Answering the Call
Fitzgerald Staffer Leaves Capitol Hill For Rabbinical School
Unlike many of his colleagues who turn in their Congressional IDs, Brian Stoller is not heading to K Street. Instead, Sen. Peter Fitzgerald’s (R-Ill.) flack is trading in his office in the Dirksen Building for five years of rabbinical school — the first of which he will spend in Jerusalem.
“I am a little bit nervous,” Stoller said. “I have never been to Israel before, but I am also optimistic about the chances for some progress. I think it’s to be expected that there will be rough patches.”
Reading newspaper reports during his final days in Fitzgerald’s office last week, the press secretary realized that one of the recent bombings was blocks from his soon-to-be apartment.
Nervous, yes. But undeterred.
“I’ve always had a latent passion for Judaism,” said Stoller, who has been with the Prairie State lawmaker since his 1998 campaign.
The 29-year-old Houston native said he has been thinking seriously of becoming a rabbi for about five years and began the application process last November, long before his boss announced he would not seek a second term.
“I haven’t known my whole life. It’s a decision I came to after a great deal of thought and introspection,” he said, adding that the Senator, a devout Catholic, has been extremely supportive from the beginning.
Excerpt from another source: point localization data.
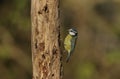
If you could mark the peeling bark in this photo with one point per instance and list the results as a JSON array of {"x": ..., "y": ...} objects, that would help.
[{"x": 45, "y": 39}]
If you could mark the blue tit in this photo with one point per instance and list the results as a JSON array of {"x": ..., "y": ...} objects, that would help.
[{"x": 70, "y": 42}]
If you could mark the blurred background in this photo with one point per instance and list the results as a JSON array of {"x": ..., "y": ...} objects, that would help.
[{"x": 97, "y": 53}]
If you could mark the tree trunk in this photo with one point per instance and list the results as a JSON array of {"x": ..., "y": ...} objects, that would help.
[{"x": 45, "y": 39}]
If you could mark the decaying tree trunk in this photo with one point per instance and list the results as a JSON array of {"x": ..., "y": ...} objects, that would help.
[{"x": 45, "y": 39}]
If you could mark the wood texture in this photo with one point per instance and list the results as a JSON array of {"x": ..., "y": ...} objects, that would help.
[{"x": 45, "y": 39}]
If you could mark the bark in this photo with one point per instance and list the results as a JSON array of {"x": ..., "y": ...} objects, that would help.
[{"x": 45, "y": 39}]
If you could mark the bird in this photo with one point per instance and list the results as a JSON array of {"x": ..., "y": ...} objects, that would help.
[{"x": 70, "y": 42}]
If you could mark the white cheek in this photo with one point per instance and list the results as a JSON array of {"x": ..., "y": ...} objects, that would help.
[{"x": 71, "y": 33}]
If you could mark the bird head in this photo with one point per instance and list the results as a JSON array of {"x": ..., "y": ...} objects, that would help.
[{"x": 73, "y": 32}]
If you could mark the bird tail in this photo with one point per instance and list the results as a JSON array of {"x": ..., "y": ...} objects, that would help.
[{"x": 68, "y": 57}]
The application process tested his commitment. Hebrew Union College, a reform Judaism institute with campuses in Cincinnati, New York City and Los Angeles, requires applicants to complete a phone interview even before granting an application. Stoller then had to submit six references in three categories and complete two essays: a 3,500-word autobiography and a 1,200-word commentary on a Jewish text.
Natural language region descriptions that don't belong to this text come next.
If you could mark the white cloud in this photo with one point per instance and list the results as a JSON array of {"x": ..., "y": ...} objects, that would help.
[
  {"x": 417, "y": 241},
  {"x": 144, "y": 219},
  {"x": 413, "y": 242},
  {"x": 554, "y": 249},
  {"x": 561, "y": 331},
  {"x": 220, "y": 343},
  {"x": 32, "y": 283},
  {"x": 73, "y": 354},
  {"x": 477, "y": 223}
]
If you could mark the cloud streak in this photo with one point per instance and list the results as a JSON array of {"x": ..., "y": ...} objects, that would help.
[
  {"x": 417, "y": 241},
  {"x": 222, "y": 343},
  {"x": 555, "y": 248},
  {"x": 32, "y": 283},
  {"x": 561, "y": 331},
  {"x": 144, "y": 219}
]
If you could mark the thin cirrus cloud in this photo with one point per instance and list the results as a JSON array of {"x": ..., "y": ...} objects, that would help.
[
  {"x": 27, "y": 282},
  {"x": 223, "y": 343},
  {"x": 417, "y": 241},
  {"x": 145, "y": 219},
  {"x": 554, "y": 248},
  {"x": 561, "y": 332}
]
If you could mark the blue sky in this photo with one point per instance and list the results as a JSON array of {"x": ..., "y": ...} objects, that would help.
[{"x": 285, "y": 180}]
“I really enjoyed that,” he said of the latter essay. “It was intellectually challenging and a preview of one of the great challenges a rabbi has, [giving] thoughtful commentary on 1,000-year-old texts.”
After passing a Hebrew test and interviewing with an eight-person panel at the Cincinnati campus (where he will spend the final four years of his training), Stoller was admitted to the program.
In giving up his career on the Hill for five years of study, Stoller said he looked to his mother, who gave up her teaching profession and went back to school at 52 to become a therapist. “She was a real inspiration to me.”
Although Stoller said his old job and new path seem worlds apart, the two aren’t as disparate as they might seem.
“In one sense it’s a complete career change, but in another sense it’s just expounding on what I do because I am in public service. It’s even more dynamic because rabbis are involved with people in every aspect of life.”
In the long term, he said he would like “to give voice to organize Judaism in the realm of public discourse in America.” Calling it an “awesome responsibility,” he seems genuinely humbled by the challenge.
As for what he’s leaving behind, Stoller said going to work for Hill Research Consultants — which sent him to work on a then-little-known Illinois state lawmaker’s campaign — was one of the most important turns in his life so far.
“I really have always believed that things happened for a reason,” he said, adding that’s as true in his professional career as his personal life. “I was assigned to his campaign, but it couldn’t have been a more perfect fit. I really believe that he is one of the most honorable public servants there is. He’s just such a great guy. It was such an incredible opportunity for me. I feel really fortunate.”